Making the Right Choice
When choosing your fuse(s), there are three main things you need to look at: fuse type, voltage rating, and interrupting rating. Finding the right control circuit or supplemental fuse is easy when you take each of these into consideration.
There are all kinds of fuse types from time-delays for inductive loads to fast-acting fuses for resistive loads. Making sure you are providing the right style of protection is a matter of first determining what your control circuit requires and then picking the type of fuse that suits that need.

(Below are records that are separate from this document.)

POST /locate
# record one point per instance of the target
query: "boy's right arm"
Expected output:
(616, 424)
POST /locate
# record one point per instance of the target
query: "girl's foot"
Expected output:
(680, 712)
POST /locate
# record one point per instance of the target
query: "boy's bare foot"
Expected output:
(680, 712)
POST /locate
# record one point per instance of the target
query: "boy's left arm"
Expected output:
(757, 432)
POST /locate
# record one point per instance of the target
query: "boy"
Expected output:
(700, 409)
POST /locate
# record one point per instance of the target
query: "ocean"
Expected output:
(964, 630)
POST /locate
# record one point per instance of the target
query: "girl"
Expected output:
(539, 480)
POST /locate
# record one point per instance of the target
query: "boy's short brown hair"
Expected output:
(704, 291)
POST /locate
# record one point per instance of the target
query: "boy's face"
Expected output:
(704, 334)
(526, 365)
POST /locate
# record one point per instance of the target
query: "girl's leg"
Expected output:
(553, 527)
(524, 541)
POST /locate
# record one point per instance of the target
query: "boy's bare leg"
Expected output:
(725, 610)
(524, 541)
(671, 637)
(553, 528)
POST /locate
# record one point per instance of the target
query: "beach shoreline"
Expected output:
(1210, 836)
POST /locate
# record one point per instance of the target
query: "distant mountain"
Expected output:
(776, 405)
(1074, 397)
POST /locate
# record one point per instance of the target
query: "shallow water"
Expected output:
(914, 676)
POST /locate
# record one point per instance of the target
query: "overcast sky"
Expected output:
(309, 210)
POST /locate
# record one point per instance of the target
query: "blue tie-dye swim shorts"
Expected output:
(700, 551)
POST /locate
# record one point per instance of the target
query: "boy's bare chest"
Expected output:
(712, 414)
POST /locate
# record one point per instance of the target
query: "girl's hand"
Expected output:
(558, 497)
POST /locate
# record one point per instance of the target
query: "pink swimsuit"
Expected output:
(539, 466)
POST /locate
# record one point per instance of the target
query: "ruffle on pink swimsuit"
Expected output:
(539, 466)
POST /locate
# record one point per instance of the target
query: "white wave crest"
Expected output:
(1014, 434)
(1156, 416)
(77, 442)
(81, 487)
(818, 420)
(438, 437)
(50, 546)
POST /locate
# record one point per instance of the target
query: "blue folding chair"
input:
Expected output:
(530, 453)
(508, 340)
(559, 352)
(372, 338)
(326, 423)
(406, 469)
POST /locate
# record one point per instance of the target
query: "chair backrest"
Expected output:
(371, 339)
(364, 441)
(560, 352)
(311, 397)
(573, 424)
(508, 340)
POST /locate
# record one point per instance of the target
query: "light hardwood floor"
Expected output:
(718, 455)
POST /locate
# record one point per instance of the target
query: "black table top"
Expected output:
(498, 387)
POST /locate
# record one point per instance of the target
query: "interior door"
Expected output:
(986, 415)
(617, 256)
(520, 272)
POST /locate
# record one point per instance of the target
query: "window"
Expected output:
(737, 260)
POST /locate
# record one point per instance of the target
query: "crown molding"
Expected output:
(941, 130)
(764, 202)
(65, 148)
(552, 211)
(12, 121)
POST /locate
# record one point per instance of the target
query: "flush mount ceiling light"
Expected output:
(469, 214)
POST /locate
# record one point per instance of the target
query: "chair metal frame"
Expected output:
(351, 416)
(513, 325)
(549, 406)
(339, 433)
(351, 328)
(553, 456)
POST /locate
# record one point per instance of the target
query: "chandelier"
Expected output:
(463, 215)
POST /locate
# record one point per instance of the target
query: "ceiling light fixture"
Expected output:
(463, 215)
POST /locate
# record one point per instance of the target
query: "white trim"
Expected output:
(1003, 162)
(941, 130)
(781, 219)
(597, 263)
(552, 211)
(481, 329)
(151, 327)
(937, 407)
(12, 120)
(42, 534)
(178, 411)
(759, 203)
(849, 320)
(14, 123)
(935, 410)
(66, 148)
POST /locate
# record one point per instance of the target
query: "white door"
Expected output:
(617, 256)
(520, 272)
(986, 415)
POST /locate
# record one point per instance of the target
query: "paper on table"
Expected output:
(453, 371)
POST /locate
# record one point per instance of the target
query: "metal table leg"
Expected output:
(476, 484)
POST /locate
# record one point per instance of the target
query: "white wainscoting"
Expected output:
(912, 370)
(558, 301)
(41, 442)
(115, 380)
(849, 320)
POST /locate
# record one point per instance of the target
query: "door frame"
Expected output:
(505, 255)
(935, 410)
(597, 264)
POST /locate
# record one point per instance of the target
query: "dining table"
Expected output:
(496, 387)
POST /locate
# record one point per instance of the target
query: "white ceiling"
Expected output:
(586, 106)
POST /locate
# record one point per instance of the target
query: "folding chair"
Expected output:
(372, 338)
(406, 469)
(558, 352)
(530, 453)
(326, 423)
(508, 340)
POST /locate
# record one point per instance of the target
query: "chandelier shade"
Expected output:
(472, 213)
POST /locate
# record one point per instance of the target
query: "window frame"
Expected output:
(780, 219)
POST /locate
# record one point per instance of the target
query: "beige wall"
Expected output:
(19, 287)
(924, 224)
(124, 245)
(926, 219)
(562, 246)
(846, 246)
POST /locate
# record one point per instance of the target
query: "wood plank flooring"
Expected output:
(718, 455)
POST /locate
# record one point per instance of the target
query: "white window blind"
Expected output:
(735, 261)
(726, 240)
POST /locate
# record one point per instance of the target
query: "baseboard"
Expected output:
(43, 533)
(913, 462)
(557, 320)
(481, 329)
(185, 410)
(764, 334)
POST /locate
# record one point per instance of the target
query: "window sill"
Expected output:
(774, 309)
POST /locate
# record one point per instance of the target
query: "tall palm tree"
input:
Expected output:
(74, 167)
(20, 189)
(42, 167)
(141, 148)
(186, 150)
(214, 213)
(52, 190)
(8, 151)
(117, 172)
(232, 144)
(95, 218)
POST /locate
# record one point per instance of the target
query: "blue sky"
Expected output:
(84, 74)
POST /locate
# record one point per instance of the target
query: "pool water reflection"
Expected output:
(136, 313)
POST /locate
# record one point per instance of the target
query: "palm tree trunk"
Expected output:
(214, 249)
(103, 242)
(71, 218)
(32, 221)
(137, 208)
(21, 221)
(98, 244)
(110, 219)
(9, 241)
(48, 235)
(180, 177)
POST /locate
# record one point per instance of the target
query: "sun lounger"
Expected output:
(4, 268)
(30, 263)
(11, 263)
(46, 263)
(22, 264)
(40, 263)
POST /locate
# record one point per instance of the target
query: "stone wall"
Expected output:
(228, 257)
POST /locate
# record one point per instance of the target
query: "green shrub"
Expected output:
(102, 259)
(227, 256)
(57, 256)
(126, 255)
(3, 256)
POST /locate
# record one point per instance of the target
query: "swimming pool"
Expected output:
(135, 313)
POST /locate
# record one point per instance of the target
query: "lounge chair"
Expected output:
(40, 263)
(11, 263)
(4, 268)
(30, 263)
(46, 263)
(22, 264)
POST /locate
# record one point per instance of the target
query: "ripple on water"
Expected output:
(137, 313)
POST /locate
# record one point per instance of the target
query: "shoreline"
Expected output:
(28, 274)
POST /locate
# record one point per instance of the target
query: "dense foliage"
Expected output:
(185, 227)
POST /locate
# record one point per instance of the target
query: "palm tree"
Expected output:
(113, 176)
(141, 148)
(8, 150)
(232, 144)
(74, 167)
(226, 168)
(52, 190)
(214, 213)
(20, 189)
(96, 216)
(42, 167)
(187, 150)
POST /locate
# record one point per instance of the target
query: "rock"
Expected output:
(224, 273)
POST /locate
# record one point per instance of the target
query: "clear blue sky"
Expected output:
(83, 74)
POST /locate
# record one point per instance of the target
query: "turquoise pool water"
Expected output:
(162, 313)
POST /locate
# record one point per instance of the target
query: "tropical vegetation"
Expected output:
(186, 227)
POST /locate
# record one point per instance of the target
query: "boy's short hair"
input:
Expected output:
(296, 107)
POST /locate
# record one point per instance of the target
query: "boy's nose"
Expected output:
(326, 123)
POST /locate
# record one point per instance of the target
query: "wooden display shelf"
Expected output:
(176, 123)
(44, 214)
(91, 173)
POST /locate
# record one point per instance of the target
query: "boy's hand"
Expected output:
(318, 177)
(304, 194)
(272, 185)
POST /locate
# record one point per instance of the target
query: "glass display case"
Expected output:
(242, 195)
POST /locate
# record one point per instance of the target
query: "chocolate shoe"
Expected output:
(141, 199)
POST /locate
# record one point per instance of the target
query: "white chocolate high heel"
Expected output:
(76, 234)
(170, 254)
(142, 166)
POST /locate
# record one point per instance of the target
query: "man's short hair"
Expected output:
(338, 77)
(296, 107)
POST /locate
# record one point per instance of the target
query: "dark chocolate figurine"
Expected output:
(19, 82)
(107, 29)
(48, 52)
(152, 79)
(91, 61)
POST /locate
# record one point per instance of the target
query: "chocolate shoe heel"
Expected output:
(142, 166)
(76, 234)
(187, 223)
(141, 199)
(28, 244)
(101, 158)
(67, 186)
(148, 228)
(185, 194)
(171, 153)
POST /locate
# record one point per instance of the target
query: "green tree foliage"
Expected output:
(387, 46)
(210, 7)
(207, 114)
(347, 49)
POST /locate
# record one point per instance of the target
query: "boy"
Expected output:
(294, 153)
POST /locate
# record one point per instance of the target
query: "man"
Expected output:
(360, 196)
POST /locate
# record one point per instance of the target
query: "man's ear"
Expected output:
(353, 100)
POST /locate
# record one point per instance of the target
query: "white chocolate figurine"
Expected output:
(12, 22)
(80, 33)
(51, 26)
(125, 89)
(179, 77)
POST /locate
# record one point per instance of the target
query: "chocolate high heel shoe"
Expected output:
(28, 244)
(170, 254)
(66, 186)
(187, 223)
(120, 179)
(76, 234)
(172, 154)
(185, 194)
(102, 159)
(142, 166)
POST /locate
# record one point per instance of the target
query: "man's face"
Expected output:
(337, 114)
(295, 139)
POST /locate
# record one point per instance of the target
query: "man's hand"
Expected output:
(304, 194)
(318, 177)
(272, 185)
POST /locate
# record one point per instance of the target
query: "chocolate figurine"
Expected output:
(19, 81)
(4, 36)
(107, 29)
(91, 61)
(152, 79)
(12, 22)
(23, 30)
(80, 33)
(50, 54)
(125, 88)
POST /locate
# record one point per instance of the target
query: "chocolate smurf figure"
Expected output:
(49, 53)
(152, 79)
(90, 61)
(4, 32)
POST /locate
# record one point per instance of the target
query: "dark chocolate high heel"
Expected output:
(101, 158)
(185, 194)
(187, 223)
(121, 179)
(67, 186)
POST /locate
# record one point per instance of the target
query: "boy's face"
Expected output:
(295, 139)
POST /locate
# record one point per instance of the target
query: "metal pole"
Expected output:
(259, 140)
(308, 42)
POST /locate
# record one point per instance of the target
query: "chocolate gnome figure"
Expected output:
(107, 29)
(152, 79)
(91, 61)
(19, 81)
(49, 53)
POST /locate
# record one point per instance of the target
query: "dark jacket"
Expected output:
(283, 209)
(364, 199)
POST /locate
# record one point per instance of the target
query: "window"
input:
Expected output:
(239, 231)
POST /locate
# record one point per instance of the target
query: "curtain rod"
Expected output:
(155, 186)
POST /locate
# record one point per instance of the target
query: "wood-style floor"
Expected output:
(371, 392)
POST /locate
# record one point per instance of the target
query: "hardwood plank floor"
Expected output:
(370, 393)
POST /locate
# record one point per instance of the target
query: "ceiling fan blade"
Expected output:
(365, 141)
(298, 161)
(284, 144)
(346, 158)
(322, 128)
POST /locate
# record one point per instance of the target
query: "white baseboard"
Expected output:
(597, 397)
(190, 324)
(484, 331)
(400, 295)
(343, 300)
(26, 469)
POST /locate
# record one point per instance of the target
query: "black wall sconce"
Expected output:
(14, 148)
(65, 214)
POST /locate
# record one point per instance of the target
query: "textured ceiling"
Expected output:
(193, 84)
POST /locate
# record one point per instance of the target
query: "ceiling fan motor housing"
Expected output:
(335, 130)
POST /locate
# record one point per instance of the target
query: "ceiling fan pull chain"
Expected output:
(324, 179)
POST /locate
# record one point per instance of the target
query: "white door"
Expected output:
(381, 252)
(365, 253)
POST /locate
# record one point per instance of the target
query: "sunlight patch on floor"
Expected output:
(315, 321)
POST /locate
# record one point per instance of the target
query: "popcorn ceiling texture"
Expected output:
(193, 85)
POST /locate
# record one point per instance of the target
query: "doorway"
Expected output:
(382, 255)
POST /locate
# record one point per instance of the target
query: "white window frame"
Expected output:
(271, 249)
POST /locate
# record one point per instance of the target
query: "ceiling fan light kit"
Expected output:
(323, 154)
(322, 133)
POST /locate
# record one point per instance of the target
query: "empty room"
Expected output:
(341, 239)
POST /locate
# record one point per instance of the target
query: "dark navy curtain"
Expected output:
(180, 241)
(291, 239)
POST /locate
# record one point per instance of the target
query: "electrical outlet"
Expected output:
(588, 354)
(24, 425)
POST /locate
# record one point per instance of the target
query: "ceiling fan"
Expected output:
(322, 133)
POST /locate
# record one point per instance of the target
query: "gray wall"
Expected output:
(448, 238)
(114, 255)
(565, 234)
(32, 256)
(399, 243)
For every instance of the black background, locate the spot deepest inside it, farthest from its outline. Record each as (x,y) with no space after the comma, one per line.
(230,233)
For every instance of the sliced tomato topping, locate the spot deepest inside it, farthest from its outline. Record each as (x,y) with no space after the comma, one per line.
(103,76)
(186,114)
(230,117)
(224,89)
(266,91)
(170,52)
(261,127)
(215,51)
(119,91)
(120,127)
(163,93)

The voltage rating must be equal to or greater than the circuit voltage for the proper application of an overcurrent protective device. If such a device is applied beyond its rating, there may be potential for fire and arcing energy, posing a severe fire risk to other components in the panel and to workers on the outside. It is important to make sure you know the voltages that will be across your fuses so you can buy a properly rated fuse.
Interrupting RatingThe interrupting rating must be equal to or greater than the available short-circuit current. An overcurrent protective device must be able to safely interrupt short-circuit currents to which the equipment can be subjected. If the fault current exceeds a level beyond the capacity of the protective device, the device may rupture, causing additional damage. Therefore, it is important to use a fuse that can sustain the largest potential short-circuit currents. Failure to apply fuses with the appropriate interrupting rating can be a serious safety hazard.